Lässt sich Glück also trainieren?

Zumindest kann man trainieren, weniger unglücklich zu sein. Es gibt Menschen, die finden immer das berühmte Haar in der Suppe. Für manch einen ist das halb volle Glas eben ein halb leeres. Unsere Aufmerksamkeit beeinflusst unser Befinden in starkem Maße. Hier kann man etwas tun. Es gibt Ansätze, Menschen darin zu trainieren, positive Dinge, auch unwesentliche, stärker wahrzunehmen. Grundsätzlich empfindet der Mensch Negatives stärker. Das ist auch gut so, denn aus Negativem muss man lernen und man kann das besser verarbeiten, wenn man beispielsweise über eine Belastung spricht. Eine nette Geste oder ein Lächeln hingegen nimmt man oft nur als etwas Selbstverständliches wahr, obwohl es doch viel mehr ist. Eine Möglichkeit, die sich nachgewiesenermaßen gut auf das Glücksempfinden auswirkt, ist es, stärker darauf zu achten, was positiv und gut ist. Wobei der Mensch natürlich nicht immer überglücklich sein muss. Immerhin kann man aber im Alltag versuchen, die Dinge bewusster zu registrieren.

Arbeiten Sie an so etwas wie einer Schule des Glücks?
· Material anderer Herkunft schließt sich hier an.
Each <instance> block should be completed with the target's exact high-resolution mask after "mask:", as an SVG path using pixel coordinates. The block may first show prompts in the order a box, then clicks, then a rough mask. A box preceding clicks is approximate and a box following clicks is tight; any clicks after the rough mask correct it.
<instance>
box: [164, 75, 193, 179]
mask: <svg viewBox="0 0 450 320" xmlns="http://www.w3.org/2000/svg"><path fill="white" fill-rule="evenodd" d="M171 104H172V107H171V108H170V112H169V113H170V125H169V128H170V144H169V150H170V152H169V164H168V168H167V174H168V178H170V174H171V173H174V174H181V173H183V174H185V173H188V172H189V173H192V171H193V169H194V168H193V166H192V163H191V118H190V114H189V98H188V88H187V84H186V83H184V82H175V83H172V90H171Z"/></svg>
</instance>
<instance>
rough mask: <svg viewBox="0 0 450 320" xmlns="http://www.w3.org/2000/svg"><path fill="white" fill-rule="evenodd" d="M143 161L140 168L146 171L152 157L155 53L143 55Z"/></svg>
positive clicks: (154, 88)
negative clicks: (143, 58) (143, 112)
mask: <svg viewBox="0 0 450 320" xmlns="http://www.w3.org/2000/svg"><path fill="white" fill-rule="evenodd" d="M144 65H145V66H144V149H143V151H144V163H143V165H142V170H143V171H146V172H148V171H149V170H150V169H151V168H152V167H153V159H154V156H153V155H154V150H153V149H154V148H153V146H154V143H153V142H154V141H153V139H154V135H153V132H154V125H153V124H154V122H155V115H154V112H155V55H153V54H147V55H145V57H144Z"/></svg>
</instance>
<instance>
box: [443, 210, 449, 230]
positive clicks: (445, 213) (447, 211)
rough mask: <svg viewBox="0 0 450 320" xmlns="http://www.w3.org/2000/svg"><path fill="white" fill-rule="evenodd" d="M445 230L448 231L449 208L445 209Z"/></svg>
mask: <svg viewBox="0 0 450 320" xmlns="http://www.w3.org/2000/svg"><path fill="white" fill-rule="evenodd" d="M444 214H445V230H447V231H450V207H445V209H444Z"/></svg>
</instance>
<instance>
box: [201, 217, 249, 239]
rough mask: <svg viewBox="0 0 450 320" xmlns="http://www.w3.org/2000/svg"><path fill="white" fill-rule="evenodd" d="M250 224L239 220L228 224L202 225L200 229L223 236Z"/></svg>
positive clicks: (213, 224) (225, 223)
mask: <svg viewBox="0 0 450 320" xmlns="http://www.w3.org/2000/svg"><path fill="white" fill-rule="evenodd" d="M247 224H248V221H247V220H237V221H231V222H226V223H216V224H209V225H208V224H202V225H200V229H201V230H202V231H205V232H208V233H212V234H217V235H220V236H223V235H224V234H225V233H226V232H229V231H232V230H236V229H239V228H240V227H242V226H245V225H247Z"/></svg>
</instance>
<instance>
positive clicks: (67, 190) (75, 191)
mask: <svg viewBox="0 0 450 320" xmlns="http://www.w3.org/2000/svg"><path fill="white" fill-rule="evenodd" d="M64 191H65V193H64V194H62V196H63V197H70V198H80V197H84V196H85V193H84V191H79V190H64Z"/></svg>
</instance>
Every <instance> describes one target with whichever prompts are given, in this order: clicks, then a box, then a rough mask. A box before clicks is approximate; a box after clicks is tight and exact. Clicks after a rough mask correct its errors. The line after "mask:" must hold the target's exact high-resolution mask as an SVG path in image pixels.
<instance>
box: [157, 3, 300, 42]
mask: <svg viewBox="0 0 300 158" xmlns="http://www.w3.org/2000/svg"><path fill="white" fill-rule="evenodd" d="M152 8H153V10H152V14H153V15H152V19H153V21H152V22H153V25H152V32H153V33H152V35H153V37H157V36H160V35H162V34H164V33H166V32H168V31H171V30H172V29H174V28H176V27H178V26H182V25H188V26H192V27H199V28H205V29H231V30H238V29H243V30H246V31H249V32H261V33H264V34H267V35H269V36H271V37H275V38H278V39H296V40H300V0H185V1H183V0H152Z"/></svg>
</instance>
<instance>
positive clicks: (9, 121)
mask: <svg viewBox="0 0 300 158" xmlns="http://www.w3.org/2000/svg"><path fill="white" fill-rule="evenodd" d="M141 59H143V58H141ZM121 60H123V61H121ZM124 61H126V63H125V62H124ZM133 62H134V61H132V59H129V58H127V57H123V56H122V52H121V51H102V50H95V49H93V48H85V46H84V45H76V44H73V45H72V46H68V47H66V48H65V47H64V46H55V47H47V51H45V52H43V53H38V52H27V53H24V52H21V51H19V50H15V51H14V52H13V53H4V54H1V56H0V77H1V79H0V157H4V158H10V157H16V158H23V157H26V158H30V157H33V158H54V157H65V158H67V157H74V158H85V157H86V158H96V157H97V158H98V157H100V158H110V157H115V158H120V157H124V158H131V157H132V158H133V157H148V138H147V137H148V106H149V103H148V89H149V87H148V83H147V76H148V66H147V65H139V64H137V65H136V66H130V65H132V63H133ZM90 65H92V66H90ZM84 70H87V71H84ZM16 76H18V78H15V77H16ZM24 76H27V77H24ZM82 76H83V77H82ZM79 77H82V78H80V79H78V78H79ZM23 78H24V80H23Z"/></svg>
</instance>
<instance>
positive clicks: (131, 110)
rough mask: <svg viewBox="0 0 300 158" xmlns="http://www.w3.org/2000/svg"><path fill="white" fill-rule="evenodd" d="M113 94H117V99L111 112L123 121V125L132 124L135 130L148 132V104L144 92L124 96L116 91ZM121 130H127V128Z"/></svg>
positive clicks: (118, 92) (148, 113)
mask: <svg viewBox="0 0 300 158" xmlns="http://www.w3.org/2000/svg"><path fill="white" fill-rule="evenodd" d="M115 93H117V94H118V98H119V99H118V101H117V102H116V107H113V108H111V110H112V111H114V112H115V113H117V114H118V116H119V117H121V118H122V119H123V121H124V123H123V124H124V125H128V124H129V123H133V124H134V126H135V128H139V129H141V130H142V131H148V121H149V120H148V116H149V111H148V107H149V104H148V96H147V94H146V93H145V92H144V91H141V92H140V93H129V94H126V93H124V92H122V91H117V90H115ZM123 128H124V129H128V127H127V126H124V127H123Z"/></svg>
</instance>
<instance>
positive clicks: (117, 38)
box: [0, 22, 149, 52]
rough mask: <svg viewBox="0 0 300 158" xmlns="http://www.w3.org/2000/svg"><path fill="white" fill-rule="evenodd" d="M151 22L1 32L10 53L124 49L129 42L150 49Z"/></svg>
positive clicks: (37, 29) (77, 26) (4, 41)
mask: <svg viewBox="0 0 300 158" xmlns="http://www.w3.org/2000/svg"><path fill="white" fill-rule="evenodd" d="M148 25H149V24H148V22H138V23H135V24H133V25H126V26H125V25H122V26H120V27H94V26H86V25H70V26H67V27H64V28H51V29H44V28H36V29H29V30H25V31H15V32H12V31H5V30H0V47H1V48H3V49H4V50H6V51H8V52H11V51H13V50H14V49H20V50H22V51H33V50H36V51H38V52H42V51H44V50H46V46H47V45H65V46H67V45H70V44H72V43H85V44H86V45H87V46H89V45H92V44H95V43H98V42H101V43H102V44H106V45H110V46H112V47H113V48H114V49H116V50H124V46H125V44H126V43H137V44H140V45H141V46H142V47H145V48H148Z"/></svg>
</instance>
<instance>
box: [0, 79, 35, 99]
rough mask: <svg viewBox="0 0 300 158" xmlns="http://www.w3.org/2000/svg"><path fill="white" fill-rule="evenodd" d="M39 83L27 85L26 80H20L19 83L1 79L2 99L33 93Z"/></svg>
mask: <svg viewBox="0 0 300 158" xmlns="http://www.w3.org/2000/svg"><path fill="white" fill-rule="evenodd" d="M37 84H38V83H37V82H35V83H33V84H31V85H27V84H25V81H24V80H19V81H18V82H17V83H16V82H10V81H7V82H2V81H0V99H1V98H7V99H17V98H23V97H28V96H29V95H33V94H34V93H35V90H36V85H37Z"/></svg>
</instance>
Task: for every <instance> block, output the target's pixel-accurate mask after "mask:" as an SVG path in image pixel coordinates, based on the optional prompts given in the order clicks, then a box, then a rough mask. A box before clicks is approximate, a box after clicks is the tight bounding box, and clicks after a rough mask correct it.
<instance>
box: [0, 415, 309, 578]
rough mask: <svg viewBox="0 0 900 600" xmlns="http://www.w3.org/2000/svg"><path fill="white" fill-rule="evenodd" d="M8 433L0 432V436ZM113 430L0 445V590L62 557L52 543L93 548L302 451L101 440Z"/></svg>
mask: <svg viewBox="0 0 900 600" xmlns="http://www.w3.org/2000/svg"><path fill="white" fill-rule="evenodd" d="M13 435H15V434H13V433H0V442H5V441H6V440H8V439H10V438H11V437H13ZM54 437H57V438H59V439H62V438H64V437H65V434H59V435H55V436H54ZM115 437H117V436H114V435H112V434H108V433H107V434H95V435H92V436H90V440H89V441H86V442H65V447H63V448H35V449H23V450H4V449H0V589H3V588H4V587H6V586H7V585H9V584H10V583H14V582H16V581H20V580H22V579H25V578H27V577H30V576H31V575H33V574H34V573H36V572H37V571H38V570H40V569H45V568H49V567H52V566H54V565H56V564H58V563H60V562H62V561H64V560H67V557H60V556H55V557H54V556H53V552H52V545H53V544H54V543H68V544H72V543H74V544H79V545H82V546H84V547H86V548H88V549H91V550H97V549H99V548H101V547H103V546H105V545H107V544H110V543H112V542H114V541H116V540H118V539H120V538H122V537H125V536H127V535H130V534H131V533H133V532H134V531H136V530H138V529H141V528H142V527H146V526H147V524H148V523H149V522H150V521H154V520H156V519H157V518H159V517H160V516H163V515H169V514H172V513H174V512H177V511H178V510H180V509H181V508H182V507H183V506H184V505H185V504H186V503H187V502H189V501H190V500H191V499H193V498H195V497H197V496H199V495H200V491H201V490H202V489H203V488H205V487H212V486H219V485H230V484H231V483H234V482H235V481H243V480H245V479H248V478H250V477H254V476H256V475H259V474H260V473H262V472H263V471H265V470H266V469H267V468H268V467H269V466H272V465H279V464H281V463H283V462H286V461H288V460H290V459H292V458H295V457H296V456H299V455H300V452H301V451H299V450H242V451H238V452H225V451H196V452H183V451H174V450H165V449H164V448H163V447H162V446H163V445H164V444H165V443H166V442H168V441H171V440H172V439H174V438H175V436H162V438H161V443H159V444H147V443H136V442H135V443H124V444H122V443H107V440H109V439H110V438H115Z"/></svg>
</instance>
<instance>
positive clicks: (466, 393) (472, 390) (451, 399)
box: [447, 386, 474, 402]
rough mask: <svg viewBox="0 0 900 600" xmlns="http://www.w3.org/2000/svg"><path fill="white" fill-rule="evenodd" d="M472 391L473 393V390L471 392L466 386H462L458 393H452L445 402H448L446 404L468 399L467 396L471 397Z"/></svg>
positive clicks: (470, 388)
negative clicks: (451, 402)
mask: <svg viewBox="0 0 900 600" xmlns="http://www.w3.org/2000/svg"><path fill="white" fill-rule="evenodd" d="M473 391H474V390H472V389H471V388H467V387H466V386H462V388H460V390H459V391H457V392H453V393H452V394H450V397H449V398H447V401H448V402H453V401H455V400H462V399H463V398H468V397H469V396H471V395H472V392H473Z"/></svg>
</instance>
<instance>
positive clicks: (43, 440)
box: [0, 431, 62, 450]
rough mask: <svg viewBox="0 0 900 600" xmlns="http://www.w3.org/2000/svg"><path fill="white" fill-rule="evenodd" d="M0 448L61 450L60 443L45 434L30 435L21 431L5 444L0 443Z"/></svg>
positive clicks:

Als Forscher arbeiten wir daran, Ansätze und Methoden zu entwickeln und zu überprüfen, um Menschen dabei zu helfen, zu einer stärkeren Zufriedenheit zu gelangen. Beispielsweise ist erwiesen, dass die Lenkung der Aufmerksamkeit eine Rolle beim Wohlbefinden spielt; es ist auch erwiesen, dass etwa ehrenamtliches Engagement zufrieden machen kann. Daraus ziehen Menschen Befriedigung. Glück ist nicht etwas Egoistisches, sondern auch etwas, das sehr stark durch soziale Beziehungen hervorgerufen wird. Am allerwichtigsten ist es, positive soziale Beziehungen zu haben und zu pflegen.

Was ist Ihr Ziel?

Uns geht es vor allem um Grundlagenforschung. Ich erforsche beispielsweise, wie die Verarbeitung von Informationen und Ereignissen dazu beiträgt, dass man Dinge positiver oder negativer sieht. Ich habe gerade eine Studie zum Berufserfolg veröffentlicht. Wir haben einerseits die objektiven Faktoren wie Verdienst und Position betrachtet, andererseits aber auch die subjektiven Faktoren wie Zufriedenheit und den Vergleich mit anderen. Mit einem überraschenden Ergebnis.

Inwiefern?

Weil die Lebenszufriedenheit in erster Linie durch die subjektiven Faktoren beeinflusst wird. Es kommt also nicht so stark darauf an, ob man 200 Euro mehr verdient. Wichtiger war es den meisten Befragten, dass sie subjektiv mit ihrer Tätigkeit zufrieden sind.

Also macht Geld gar nicht glücklich?

Ich würde nicht sagen, dass Geld unglücklich macht. Keineswegs, denn Geld kann sehr wohl glücklich machen, da es ein Mittel zum Zweck ist. Mit Geld kann man sich etwas Schönes und Angenehmes leisten, etwa eine schöne Reise oder den Besuch eines Konzerts oder eben ein Kilo guter Pfirsiche. Der Besitz von Geld als reiner Selbstzweck ist dagegen weniger zum Glücklichsein geeignet. Ein Ergebnis vieler Studien ist auch, dass bei bereits gut verdienenden Menschen ein leichter Zuwachs weniger bedeutsam für ihr Wohlbefinden ist. Bei Geringverdienern hingegen kann das sehr wohl viel bewirken.

Bedarf Glück auch einer gewissen Ergebenheit in die Dinge?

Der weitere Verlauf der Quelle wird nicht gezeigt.